21 MONDAY Robert Taylor was just beginning to acknowledge his homosexuality when he was sent to serve as an intelligence officer in Vietnam. The protagonist of his first novel, The Innocent, is a gung ho desk clerk in Saigon who falls in love with a Vietnamese busboy and grows progressively more disillusioned with the war. But unlike at least one notable American in public service, Taylor never considered having an affair while serving his country; not only would it have compromised security, he says, “It would not have been possible for any officer to be gay.” Taylor will read from and discuss his book tonight at 7 at Borders Books & Music, 2817 N. Clark (773-935-3909). It’s free; the book’s $14.95.

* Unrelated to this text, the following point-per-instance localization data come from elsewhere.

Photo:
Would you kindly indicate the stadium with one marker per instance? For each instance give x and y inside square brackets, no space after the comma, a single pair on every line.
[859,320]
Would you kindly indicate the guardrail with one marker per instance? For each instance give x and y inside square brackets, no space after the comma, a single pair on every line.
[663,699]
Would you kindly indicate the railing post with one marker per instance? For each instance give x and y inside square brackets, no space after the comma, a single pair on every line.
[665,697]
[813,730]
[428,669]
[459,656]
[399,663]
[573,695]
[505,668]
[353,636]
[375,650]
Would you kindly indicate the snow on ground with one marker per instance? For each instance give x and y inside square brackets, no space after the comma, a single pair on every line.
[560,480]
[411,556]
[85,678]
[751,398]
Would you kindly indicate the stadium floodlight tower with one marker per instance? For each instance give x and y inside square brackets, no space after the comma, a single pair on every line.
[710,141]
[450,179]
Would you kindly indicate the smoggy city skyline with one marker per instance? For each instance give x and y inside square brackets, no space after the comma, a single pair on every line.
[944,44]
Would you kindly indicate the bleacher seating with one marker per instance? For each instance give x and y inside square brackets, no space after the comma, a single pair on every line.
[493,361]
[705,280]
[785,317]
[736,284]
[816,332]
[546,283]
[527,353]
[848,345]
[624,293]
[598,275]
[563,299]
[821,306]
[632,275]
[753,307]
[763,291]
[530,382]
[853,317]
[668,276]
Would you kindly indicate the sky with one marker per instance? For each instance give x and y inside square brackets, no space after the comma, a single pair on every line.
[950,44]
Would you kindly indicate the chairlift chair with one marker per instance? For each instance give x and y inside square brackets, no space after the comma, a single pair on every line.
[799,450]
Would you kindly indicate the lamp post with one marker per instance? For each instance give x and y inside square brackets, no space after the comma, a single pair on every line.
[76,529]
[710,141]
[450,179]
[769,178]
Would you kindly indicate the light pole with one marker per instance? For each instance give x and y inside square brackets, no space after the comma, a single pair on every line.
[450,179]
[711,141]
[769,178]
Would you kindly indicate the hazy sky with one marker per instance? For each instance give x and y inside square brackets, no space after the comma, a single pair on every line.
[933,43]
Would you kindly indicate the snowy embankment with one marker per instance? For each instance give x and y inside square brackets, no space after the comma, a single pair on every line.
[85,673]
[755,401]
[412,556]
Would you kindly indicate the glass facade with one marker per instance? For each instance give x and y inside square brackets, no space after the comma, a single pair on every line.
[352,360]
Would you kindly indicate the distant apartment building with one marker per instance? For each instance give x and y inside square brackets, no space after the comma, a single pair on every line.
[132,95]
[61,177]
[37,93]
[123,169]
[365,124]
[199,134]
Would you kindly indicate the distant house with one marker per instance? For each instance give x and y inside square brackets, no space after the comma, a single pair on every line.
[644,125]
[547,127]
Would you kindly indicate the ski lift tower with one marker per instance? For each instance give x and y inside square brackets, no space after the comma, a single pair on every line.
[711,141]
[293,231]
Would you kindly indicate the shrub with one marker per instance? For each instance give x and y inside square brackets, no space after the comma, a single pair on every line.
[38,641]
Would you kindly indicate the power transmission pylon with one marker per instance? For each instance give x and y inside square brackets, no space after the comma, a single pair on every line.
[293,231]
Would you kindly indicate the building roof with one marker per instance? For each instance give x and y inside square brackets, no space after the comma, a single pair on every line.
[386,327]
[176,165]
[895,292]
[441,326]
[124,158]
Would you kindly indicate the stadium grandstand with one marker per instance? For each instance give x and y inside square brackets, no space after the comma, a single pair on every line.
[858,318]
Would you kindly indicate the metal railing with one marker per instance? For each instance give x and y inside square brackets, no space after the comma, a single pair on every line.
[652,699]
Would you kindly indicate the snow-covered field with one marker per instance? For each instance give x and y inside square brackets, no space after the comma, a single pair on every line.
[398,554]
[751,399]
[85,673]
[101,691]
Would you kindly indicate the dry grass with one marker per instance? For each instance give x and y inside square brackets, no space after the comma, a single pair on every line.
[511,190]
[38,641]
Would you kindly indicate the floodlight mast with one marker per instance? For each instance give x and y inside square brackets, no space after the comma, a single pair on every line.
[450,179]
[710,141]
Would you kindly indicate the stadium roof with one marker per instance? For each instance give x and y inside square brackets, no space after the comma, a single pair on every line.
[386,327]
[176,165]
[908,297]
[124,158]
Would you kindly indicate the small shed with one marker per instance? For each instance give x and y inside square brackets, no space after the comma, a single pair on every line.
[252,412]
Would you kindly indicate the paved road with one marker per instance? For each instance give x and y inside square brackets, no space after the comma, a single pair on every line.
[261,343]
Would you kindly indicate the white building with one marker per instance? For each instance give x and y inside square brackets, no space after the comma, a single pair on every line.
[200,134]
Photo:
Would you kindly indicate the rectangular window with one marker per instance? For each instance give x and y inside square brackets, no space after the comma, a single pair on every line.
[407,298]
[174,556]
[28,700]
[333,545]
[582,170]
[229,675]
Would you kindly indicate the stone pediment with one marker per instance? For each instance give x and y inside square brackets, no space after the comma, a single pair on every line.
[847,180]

22 TUESDAY In the 19th century the British faced their own national scandal when toast of the town Oscar Wilde was accused of having a homosexual dalliance. He was eventually convicted of gross indecency and sent off to a labor camp, where he contracted an ear infection that contributed to his death a few years later. Court Theatre’s new production of Gross Indecency: The Three Trials of Oscar Wilde examines in detail the court proceedings that caused his downfall. The opening performance is tonight at 7 (it runs through October 11) at Court Theatre, 5535 S. Ellis. Call 773-753-4472 for tickets, which are $26 to $36.

23 WEDNESDAY Where photographer Doris Kloster’s eponymous first book examined New York City’s S-M culture, her new one, Forms of Desire, is broken into chapters that explore androgyny, fantasy, fetishism, and the sexual basis of seemingly innocuous feminine preoccupations with food, fashion, and motherhood. Kloster’s female models, who range in age from 19 to 43, are shown in compromising positions like holding a whip and striking a Statue of Liberty pose, being straddled by a dog, and sporting a dildo and heels while squatting to urinate. “They are women breaking out of old stereotypes,” writes Kloster in the prologue. “All of them manipulate their own images to exhibit their appetites, revealing myriad forms of desire.” She’ll sign copies of her book tonight from 6 to 7 at the Museum of Contemporary Art’s bookstore, 220 E. Chicago. It’s free, but the book’s $45. Call the bookstore at 312-397-4001 for more information.

24 THURSDAY Amy Krouse Rosenthal is not proud that she went to a Neil Diamond concert in junior high. Once upon a time she had trouble pronouncing the word “colonel.” And she tends to smirk when someone tells her something “really tragic and horrible.” Those are just a few of the things Rosenthal “would admit for a small amount of money” in her new Book of Eleven, which contains her unique thoughts on subjects that include bad people, air travel, food, sex, and pennies. (“I LOVE paying in pennies, and then how light and fresh my wallet feels after. It’s cathartic in a way I don’t fully understand.”) As number ten on the cover’s list says, “You may be thinking, ‘Man, I could have written this.’ Well, that’s probably true.” Rosenthal will explain how she got a book deal and you didn’t tonight at 7:30 at Barbara’s Bookstore, 1350 N. Wells (312-642-5044). It’s free, unless you shell out $10.95 for the book.